This is a lemon ice cream recipe that everyone will love. Aside from the perfection of its flavor and consistency, it is not necessary to take it out and beat it every half an hour like other homemade ice cream recipes made without a machine. It isn’t icy as the amount of water in the ice cream mixture is too low. When you place it in the freezer and just wait, it freezes in a creamy consistency. After 24 hours, it gets very hard and it doesn’t claim to not get hard. But after you put it in the refrigerator and wait for a while before serving, it comes to the consistency that can be taken easily from the container and no matter how long it waits, it does not lose its creamy consistency, it just hardens.
When you prepare it at noon and put it in the freezer, you will have the perfect ice cream in the evening.
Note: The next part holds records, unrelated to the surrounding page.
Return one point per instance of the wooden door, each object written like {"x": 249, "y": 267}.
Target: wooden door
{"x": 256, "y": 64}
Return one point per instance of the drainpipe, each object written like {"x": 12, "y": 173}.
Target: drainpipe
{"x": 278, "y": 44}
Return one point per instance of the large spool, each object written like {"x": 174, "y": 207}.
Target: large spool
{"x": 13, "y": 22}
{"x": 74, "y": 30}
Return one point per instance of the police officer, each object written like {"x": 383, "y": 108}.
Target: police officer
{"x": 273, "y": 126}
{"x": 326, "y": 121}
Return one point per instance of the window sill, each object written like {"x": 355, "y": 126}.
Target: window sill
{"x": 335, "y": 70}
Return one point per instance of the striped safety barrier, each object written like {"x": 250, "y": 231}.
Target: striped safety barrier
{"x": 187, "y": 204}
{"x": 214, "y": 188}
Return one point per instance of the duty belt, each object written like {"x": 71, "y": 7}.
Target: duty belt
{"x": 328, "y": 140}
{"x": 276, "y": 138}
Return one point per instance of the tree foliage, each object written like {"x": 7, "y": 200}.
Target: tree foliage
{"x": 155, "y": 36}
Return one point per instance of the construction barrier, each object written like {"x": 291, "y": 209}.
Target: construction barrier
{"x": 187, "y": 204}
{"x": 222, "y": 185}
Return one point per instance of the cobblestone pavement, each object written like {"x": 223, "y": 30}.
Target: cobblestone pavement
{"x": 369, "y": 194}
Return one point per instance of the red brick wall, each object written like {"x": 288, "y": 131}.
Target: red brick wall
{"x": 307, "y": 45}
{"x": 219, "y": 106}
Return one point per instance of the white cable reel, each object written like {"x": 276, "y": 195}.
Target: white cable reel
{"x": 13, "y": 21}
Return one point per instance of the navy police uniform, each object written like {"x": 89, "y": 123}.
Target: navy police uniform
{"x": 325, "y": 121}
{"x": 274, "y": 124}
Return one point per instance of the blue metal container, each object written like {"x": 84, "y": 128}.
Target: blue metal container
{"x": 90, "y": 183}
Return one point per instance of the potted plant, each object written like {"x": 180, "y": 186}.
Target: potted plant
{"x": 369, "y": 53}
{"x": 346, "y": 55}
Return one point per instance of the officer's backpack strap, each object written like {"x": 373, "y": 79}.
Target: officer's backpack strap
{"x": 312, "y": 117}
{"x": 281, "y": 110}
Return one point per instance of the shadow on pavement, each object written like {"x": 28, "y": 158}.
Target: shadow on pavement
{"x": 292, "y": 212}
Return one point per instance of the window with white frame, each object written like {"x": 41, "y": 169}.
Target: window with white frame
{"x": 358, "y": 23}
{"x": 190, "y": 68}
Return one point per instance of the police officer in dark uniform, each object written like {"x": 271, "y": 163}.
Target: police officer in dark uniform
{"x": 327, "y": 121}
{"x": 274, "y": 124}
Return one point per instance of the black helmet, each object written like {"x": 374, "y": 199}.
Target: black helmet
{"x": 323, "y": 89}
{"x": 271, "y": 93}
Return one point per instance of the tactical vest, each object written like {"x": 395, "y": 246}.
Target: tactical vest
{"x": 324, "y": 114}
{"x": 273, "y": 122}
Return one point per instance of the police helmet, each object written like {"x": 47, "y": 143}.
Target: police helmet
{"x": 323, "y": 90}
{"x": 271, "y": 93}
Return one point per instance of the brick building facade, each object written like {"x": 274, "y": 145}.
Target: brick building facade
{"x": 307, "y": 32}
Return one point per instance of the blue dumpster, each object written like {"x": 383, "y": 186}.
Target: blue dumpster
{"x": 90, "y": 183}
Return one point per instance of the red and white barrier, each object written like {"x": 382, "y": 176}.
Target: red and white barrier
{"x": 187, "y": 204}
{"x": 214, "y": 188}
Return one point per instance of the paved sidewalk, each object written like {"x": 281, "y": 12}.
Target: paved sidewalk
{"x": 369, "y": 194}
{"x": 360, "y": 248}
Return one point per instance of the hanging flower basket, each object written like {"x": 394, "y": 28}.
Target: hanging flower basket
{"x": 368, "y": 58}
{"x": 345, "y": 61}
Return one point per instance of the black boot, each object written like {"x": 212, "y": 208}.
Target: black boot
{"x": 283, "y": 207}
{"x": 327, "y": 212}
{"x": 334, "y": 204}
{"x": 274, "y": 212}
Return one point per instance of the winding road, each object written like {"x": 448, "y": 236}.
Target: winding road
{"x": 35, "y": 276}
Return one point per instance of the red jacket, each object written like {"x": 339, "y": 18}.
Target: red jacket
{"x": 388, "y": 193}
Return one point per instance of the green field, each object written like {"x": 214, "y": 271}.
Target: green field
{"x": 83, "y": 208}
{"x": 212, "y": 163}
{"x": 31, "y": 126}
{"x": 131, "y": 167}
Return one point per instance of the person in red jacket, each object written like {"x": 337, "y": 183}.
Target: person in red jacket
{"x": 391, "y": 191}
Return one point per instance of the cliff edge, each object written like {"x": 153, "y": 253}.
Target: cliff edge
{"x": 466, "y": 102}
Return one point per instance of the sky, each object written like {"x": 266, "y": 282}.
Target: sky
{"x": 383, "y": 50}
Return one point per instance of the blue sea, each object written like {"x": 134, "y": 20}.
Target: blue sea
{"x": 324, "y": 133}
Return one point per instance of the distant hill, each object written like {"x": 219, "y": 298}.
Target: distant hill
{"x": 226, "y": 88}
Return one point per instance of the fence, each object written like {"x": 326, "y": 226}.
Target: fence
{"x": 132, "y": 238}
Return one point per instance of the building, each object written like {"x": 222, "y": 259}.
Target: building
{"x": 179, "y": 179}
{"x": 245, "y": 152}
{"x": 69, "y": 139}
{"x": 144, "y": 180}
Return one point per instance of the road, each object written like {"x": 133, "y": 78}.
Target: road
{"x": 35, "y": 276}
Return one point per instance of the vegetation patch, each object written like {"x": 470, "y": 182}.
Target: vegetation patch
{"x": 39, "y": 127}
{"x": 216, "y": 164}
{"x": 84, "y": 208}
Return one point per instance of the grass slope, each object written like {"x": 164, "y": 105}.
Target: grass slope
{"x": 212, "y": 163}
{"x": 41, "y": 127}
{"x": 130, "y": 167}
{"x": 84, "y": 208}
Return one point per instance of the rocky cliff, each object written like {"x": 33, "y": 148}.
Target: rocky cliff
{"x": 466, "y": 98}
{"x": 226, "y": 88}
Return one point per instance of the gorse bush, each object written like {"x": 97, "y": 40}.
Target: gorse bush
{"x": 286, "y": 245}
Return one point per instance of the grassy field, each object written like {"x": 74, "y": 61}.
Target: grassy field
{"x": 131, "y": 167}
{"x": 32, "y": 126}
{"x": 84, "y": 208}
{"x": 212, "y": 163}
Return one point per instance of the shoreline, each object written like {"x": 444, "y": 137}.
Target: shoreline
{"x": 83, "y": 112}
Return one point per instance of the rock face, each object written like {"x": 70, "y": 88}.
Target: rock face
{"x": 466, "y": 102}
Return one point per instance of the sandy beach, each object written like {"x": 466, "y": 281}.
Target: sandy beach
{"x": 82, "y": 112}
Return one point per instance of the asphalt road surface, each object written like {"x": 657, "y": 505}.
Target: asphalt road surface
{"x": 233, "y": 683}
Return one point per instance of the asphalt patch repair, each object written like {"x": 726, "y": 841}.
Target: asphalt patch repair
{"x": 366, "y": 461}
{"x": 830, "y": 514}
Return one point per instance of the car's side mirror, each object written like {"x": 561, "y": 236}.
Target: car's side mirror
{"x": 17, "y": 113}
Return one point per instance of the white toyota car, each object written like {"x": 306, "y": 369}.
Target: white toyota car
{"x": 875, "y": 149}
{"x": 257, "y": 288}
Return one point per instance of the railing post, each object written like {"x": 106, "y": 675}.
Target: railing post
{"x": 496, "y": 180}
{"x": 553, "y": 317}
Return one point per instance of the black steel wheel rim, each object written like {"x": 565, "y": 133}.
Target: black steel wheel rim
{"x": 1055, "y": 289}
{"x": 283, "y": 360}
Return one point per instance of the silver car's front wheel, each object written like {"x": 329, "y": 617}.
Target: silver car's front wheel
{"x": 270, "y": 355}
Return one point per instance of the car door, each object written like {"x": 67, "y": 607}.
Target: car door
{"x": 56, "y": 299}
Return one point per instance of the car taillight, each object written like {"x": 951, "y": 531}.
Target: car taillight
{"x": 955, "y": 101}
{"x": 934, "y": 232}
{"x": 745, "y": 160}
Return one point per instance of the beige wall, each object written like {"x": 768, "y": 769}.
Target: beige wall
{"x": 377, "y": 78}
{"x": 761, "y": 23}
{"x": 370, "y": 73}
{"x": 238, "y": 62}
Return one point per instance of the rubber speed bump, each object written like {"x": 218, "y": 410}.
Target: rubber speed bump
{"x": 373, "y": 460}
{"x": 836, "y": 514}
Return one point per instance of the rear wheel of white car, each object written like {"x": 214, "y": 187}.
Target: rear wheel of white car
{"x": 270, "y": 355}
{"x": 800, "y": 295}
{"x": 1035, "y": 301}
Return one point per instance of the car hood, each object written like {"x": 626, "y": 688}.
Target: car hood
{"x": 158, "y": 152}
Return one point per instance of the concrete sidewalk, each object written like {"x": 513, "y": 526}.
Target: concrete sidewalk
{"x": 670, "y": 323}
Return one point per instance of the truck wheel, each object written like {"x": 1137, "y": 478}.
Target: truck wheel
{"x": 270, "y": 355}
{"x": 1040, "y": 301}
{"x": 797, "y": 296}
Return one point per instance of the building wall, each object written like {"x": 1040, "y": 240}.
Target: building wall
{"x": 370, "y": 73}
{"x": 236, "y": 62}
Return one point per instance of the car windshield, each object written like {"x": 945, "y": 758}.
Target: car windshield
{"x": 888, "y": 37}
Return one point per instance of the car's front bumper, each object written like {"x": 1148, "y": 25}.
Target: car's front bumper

When you invite guests for the evening, you can prepare your dessert at noon, for example. The only problem you will have is to convince your guests that the ice cream is home made.
The essence of the recipe is very similar to the lemon curd recipe, by the way. A recipe with a high amount of egg compared to the amount of other ingredients used. Does this result in egg smell in the ice cream? I answered this question in the lemon curd recipe. If you have this question in mind, you can read the explanation part by clicking on the recipe link.
Enjoy the recipe…
- 3 eggs,
- 3 lemons,
- 3/4 cup sugar,
- 300 ml of heavy cream.
- Grate the yellow peels of the lemons with the thin side of the grater and squeeze out the water,
- Beat the eggs and sugar in a sauce pan until a smooth consistency,
- Add the lemon peels and lemon juice and whisk,
- Add the cream, whisk and cook on low heat, stirring constantly, until set,
- Stir frequently until it is completely cooled, preventing the crusting,
- Take it into a large container suitable for freezer after it cools down, lift it to the freezer and keep until it freezes completely,
- You can serve it immediately after freezing.